The general suggestions cover the following key areas:
-
Hardware requirements for running Memgraph
Learn how to select the best machine for Memgraph based on your resources, whether on-prem, in a data center, or via cloud offerings (e.g., AWS, GCP, Azure). -
Hardware sizing
Since Memgraph is an in-memory database, estimating RAM requirements is crucial. This section helps you allocate memory based on dataset size and expected workloads. -
Hardware configuration
Optimize your host machine configuration for Memgraph to run smoothly, including key parameters for effective operation. -
Networking configuration
Learn the best ways to configure networking to enable Memgraph’s interaction with the outside world and ensure smooth communication with external systems or users. -
Deployment options
Understand the tradeoffs between running Memgraph natively on a host machine or in a containerized environment (Docker, K8s) to choose the best deployment method. -
Choosing the right Memgraph flag set
Memgraph offers a variety of configuration flags for performance, persistence, and other features. This section guides you on setting the right flags based on your use case. -
Choosing the right Memgraph storage mode
Memgraph currently supports two in-memory storage modes - IN_MEMORY_TRANSACTIONAL and IN_MEMORY_ANALYTICAL - as well as one disk-based storage mode: ON_DISK_TRANSACTIONAL. In this section, you’ll find guidance on choosing the most suitable storage mode based on your specific use case. -
Backup considerations
Learn about how to preserve your data in Memgraph to prevent any data loss. -
Importing mechanisms
Discover the best methods for importing your dataset into Memgraph, including Cypher queries, bulk loading, and integrations with other data sources. -
Enterprise features you might require
Memgraph offers a suite of enterprise-grade features that enhance scalability, security, and manageability. Key features include role-based access control (RBAC), advanced monitoring tools high availability cluster setups, multitenancy, and more. These features ensure that your data is secure, available, and that Memgraph can scale to meet the demands of enterprise workloads. -
Queries that best suit your workload
The type of queries you use can significantly affect performance, especially as the dataset grows or the workload complexity increases. For general use cases, simple Cypher queries are sufficient, but as your workload scales, more advanced query optimization techniques are necessary. Also, a different set of queries is needed based on the use case, which will be covered in the specific use case sections.
Hardware requirements
To get started with Memgraph, we recommend checking the system requirements listed in our installation guide. These requirements are sufficient for setting up Memgraph on your own servers.

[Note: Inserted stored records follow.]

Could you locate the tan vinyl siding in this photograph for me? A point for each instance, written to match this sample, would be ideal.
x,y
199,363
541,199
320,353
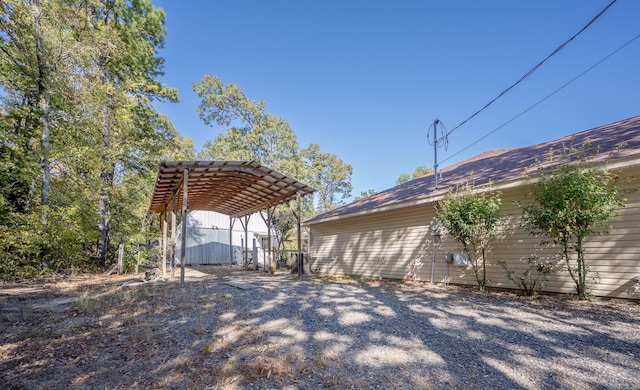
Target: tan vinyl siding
x,y
384,244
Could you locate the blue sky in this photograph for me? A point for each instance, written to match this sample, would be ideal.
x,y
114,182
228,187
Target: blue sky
x,y
366,79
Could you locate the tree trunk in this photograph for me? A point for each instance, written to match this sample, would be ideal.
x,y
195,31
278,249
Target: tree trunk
x,y
43,108
106,178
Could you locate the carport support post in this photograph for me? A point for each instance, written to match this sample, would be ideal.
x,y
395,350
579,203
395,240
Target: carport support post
x,y
231,221
174,210
163,220
298,201
185,207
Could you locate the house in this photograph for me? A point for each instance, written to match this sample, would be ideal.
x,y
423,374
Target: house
x,y
208,238
381,236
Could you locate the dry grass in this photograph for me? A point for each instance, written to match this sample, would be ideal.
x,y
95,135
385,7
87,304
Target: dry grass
x,y
91,332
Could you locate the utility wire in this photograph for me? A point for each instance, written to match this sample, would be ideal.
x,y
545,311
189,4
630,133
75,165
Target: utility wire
x,y
530,72
542,100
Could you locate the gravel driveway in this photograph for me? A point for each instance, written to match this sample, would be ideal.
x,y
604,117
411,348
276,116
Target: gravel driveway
x,y
246,330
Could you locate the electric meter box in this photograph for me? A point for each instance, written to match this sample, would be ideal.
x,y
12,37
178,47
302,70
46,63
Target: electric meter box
x,y
460,259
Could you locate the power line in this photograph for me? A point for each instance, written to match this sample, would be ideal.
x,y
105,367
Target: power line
x,y
542,100
530,72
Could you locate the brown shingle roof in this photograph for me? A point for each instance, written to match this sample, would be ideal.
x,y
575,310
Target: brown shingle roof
x,y
501,166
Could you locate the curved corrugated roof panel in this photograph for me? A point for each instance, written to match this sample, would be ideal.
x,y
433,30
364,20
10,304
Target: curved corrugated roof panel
x,y
234,188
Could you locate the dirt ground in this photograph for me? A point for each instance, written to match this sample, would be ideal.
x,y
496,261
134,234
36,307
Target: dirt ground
x,y
231,329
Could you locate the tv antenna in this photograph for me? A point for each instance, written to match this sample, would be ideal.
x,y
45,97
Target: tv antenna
x,y
443,140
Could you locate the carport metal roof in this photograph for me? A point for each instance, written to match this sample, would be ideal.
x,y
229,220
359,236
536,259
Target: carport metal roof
x,y
233,188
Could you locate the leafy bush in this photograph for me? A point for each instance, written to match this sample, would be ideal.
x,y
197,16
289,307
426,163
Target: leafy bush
x,y
533,278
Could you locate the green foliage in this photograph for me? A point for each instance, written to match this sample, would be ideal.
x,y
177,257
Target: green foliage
x,y
329,176
533,278
571,202
420,171
79,137
473,219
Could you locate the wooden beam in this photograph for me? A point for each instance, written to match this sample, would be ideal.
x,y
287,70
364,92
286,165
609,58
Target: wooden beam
x,y
231,221
299,201
163,223
173,235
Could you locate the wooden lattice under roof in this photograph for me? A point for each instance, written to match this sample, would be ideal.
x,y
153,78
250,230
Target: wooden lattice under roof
x,y
234,188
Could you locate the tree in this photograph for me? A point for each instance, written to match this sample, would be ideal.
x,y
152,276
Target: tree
x,y
571,202
123,82
473,219
329,175
420,171
77,127
254,134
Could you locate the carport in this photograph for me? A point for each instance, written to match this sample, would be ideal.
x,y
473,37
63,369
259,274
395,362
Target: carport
x,y
234,188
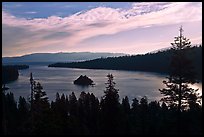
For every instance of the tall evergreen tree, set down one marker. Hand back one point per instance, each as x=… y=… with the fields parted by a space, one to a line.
x=110 y=108
x=182 y=74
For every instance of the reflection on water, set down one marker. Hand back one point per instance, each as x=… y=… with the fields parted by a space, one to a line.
x=130 y=83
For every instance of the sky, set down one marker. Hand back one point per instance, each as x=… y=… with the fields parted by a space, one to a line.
x=116 y=27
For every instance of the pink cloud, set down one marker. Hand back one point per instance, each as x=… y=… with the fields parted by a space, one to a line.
x=103 y=21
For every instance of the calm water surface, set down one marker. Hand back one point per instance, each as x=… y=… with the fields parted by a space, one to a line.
x=130 y=83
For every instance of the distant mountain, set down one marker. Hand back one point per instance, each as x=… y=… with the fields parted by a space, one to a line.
x=58 y=57
x=151 y=62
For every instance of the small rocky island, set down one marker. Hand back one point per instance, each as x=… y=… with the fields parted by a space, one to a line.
x=84 y=81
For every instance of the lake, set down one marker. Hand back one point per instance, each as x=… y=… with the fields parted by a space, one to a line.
x=130 y=83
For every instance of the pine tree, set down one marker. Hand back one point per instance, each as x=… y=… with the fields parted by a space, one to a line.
x=182 y=74
x=39 y=107
x=110 y=107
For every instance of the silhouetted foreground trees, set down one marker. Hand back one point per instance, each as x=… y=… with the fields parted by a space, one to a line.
x=88 y=115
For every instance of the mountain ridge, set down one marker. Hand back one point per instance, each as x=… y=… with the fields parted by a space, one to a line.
x=58 y=57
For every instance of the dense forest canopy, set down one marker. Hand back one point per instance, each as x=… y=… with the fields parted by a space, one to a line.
x=87 y=115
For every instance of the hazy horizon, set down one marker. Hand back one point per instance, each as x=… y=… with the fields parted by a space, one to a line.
x=113 y=27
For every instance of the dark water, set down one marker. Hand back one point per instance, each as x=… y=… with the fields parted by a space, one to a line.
x=130 y=83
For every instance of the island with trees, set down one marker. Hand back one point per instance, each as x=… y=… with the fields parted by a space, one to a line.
x=83 y=80
x=179 y=112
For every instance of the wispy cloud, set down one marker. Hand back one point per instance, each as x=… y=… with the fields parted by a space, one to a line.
x=105 y=21
x=30 y=12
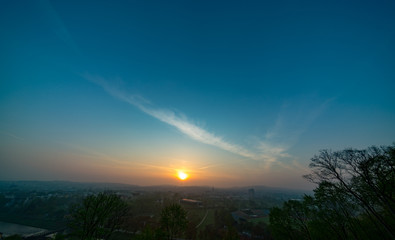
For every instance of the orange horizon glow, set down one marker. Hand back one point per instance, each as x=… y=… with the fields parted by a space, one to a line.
x=182 y=175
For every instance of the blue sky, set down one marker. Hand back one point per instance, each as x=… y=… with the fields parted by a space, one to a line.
x=233 y=93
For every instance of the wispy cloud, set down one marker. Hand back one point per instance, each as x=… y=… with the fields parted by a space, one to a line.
x=11 y=135
x=270 y=149
x=172 y=118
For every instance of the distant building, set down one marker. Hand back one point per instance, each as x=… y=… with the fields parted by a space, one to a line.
x=247 y=214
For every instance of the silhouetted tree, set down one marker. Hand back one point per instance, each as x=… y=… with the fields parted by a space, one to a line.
x=354 y=198
x=173 y=220
x=98 y=216
x=366 y=177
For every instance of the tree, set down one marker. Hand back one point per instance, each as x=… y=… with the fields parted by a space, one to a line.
x=366 y=177
x=173 y=220
x=98 y=216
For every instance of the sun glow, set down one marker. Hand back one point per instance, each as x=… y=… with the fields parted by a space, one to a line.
x=182 y=176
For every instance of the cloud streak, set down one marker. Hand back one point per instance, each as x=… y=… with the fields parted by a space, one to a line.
x=173 y=119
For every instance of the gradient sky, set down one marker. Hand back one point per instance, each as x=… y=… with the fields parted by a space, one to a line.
x=232 y=92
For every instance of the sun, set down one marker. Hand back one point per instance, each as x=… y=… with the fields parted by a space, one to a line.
x=182 y=176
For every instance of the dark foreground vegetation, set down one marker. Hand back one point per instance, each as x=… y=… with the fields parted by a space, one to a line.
x=354 y=199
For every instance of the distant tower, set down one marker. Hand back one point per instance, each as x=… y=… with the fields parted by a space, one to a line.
x=251 y=194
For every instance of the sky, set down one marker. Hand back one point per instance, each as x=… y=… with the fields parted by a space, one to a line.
x=233 y=93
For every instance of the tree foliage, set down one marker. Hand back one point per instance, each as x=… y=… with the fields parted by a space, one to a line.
x=98 y=216
x=355 y=198
x=173 y=220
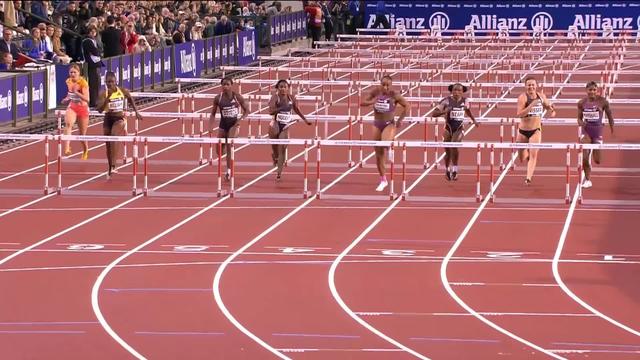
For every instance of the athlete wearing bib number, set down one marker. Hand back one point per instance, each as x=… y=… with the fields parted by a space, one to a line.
x=78 y=109
x=229 y=102
x=281 y=106
x=590 y=110
x=454 y=108
x=113 y=102
x=531 y=107
x=384 y=101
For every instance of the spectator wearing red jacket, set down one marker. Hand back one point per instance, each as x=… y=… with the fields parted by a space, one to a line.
x=129 y=38
x=315 y=21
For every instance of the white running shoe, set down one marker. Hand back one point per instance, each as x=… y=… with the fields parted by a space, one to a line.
x=383 y=184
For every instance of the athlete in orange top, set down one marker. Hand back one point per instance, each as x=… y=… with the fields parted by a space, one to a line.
x=78 y=99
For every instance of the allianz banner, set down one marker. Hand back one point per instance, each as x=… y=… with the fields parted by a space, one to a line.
x=516 y=15
x=247 y=47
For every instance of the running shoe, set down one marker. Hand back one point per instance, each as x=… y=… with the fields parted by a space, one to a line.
x=383 y=184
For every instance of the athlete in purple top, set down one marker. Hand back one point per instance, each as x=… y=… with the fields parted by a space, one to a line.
x=280 y=107
x=531 y=107
x=229 y=102
x=454 y=107
x=590 y=111
x=384 y=101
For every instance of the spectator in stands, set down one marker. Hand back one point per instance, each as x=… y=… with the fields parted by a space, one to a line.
x=142 y=45
x=34 y=46
x=94 y=62
x=327 y=20
x=381 y=16
x=6 y=61
x=274 y=8
x=340 y=13
x=154 y=41
x=69 y=21
x=111 y=39
x=39 y=9
x=58 y=46
x=46 y=39
x=7 y=45
x=178 y=36
x=128 y=38
x=196 y=31
x=315 y=21
x=224 y=26
x=209 y=26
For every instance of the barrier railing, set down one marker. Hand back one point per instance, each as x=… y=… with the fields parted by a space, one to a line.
x=152 y=69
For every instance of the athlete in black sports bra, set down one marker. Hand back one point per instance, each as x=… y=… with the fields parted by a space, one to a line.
x=531 y=107
x=455 y=108
x=281 y=105
x=229 y=102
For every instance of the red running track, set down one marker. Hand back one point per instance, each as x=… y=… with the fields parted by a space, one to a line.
x=160 y=300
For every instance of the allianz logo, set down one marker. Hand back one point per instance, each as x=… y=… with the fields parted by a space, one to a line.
x=492 y=22
x=597 y=22
x=5 y=102
x=22 y=97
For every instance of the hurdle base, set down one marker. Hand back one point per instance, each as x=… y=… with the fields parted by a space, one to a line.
x=273 y=196
x=348 y=197
x=26 y=191
x=101 y=193
x=439 y=199
x=530 y=201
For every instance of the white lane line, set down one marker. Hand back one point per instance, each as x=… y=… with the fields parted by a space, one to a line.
x=454 y=248
x=558 y=277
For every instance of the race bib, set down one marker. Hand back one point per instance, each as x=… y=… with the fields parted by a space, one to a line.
x=284 y=118
x=381 y=106
x=536 y=111
x=457 y=114
x=591 y=115
x=230 y=112
x=116 y=105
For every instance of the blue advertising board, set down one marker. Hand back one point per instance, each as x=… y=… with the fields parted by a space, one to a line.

If you’re deploying Memgraph using a cloud provider, visit the deployment section for guidance on choosing the appropriate instance type for your specific cloud environment.
Hardware sizing
The most critical factor in provisioning a server for Memgraph is RAM. Memgraph operates primarily in in-memory mode, meaning the entire dataset is loaded into RAM for optimal performance. Properly sizing your RAM is essential to ensuring your system runs efficiently and can scale with your workload.
For a deeper dive into how memory usage is calculated, refer to our memory storage documentation. Below is a simplified, rule-of-thumb approach to help you estimate your memory needs.
Memory components
Memgraph’s memory usage consists of five main parts:
-
Node memory
Each node requires approximately 128 bytes. -
Relationship memory
Each relationship requires approximately 120 bytes. -
Property storage
Properties are stored in buffered arrays. The memory needed depends on property types and counts. -
Indices
Additional overhead is introduced by indexing node labels, edge types, and properties. -
Query execution memory
Temporary memory required to execute queries. This varies depending on the complexity of queries.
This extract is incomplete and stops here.